Episerver Find is a Cloud based Enterprise Search solution that delivers both enhanced relevance and powerful search functionality to websites. On Thursday the 13th of December 2018 we had an event impacting the functionality of the service in the EU Digital Experience Cloud region and the following report describes additional details around the event.
Total incident duration: 60 minutes.
On Thursday 2018-12-13 03:51 AM CET, the Reliability Engineering team received an alert regarding one of the EU Digital Experience Cloud regions. Immediately upon receiving the alert troubleshooting started and the investigation discovered nodes in a specific cluster had problems with JVM Garbage Collection and this caused slow response times.
Graceful restarts were performed on the identified nodes to clear memory.
We received additional intermittent alerts which was once again solved by node restarts. After about 8 hours, at 11:48 AM CET we started seeing the same performance issue again and identified that multiple nodes experience JVM GC errors. In the weeks prior to this incident we had several similar events which had been mitigated by performing individual node restarts and this was counted as an approved work around. However, this was unsuccessful this time so the decision was made to perform a full cluster restart to restore the service. The procedure to perform a restart of an entire cluster is time consuming due to the number of nodes and the service was fully restored at 13:21 PM CET.
December 13th, 2018
03:51 AM CET: First alert is triggered by monitoring systems.
03:56 AM CET: Alert acknowledged and troubleshooting initiated. A second alert is triggered and single nodes are restarted.
04:01 AM CET Third alert is triggered.
04:04 AM CET Services restored after graceful node restarts.
11:48 AM CET Approximately 8 hours later, Reliability Engineering receives another alert for the same cluster and problem ticket is triggered. Decision is quickly made to initiate a full cluster restart to resolve incident as quickly as possible.
13:21 PM CET Global monitoring system is reporting full functionality restored.
15:10 PM CET: Preliminary root cause identified and working on a long-term resolution.
December 14th, 2018
Expansion of proxy nodes completed.
December 18th, 2018
Upgrade of all data nodes completed without any issues and an increase of java heap size in Cluster to enable more memory for Elasticsearch to work with.
December 18th, 2018 to 18th of January 2019
To avoid further eroding the reliability of our status updates, we remained in monitoring status until we had ensured that our services had clearly settled back into normal performance levels for a longer period (~1 month).
The root cause of this incidents was caused by the proxy queue's being exhausted and search queries being evicted from the queue due to long running queries in the back end. The cause for the long running queries in the back end was failed garbage collects that caused JVM memory heap to reach 100% usage on some of the cluster nodes.
During the events, a subset of customers using this specific cluster of FIND would have seen network timeouts or slow response times trying to connect to the service.
There are a number of Issues identified during this analysis and fixes have been released to production:
Expansion of the proxy layer with more nodes to scale out traffic load.
Scale up of data node size so the JVM memory heap could be increased to 26GB.
Improved alerting and monitoring of now known limits for memory usage and garbage collection frequencies and timings with the aim to identify and take preventive actions against potential problems more quicker.
Longer term improvements
We are currently investigating to implement a request timeout between proxy and cluster to prevent some long running requests which eventually can exhaust the memory heap.
Identify, optimize, reduce, and eliminate unnecessary client calls to the back end.
One critical learning from these events is that we need to be much faster about communicating what´s happening.
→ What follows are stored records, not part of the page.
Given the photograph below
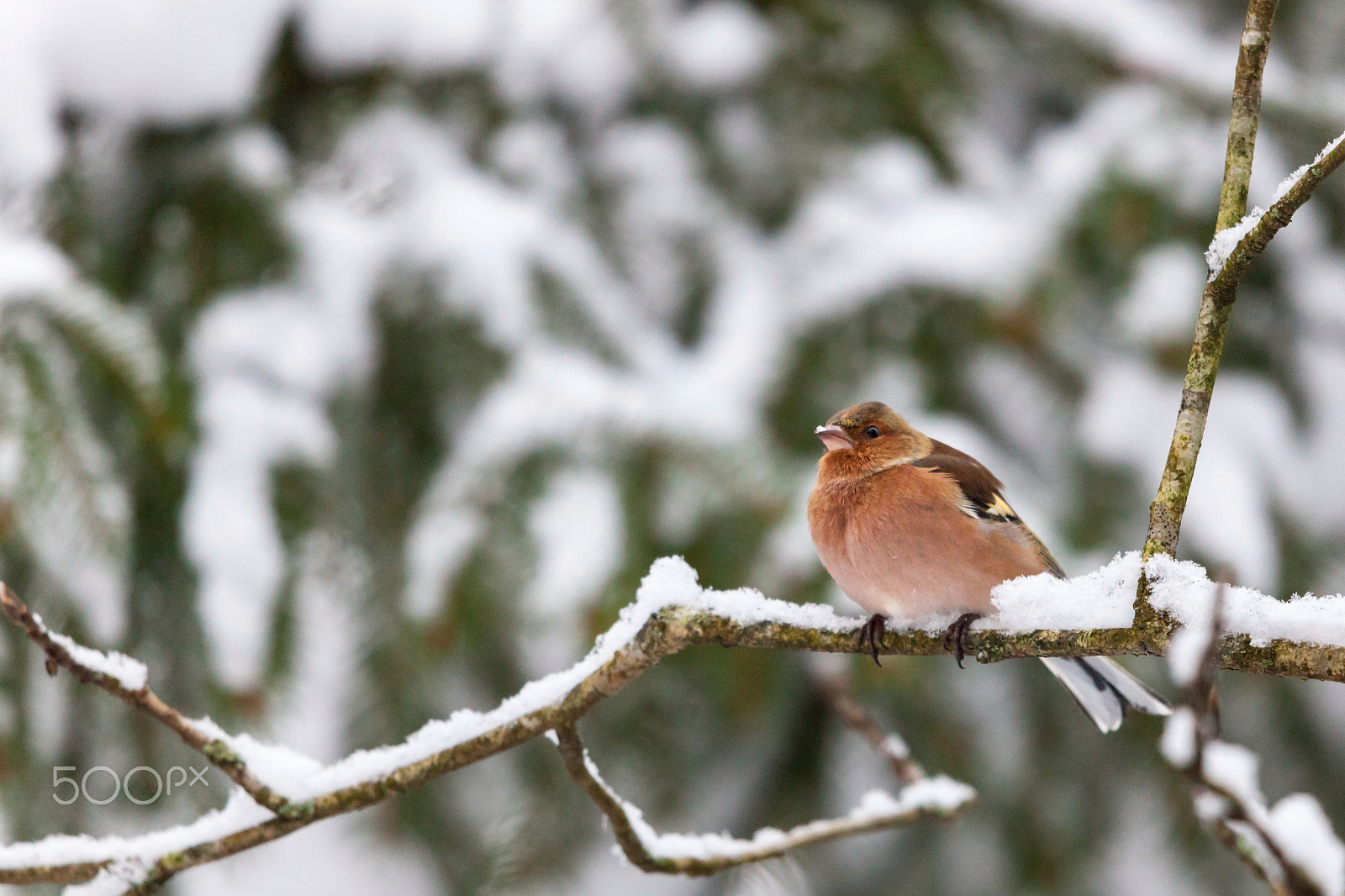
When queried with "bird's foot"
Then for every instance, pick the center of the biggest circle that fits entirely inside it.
(955, 638)
(871, 634)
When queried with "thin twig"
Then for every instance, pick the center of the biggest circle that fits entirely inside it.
(145, 700)
(699, 855)
(1215, 307)
(1284, 878)
(838, 692)
(667, 631)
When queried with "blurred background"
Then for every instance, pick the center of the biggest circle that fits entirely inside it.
(358, 358)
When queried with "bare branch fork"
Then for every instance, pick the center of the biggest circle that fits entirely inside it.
(1237, 241)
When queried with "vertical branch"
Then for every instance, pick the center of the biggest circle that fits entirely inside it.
(1216, 304)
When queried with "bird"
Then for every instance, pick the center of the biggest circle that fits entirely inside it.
(910, 526)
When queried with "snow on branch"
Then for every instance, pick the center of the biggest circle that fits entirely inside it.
(127, 680)
(1039, 616)
(1234, 248)
(1291, 845)
(931, 798)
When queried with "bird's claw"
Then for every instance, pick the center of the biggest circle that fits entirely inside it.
(871, 634)
(955, 638)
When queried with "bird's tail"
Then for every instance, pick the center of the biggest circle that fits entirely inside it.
(1105, 690)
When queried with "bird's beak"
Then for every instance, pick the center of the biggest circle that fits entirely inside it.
(834, 437)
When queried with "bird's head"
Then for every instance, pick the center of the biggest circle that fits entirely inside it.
(869, 437)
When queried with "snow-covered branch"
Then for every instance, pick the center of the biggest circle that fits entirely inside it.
(127, 680)
(931, 798)
(1291, 845)
(1039, 616)
(1237, 240)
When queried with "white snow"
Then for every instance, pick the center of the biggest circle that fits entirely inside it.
(1297, 824)
(719, 45)
(1183, 589)
(1165, 293)
(1288, 183)
(1227, 240)
(1187, 651)
(131, 673)
(1224, 241)
(1179, 741)
(939, 793)
(62, 849)
(1102, 599)
(1305, 835)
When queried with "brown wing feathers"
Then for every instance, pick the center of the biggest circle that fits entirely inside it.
(982, 492)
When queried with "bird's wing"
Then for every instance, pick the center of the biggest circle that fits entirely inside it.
(982, 493)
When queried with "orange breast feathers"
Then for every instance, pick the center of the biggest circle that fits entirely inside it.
(899, 542)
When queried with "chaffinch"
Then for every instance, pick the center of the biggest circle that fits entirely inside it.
(911, 526)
We will be reviewing on how we can improve our reporting to our support teams that are communicating directly with our clients that are negatively affected, without shifting focus from the engineers working to resolve the immediate incident.
We place the utmost importance and pride on achieving and sustaining the highest level of availability for our customers and we regret any disruption in service you have experienced. We continue to work tirelessly to ensure any and all service disruptions are prevented and or mitigated and we will use this incident to further these efforts to help ensure you receive a reliable and positive experience.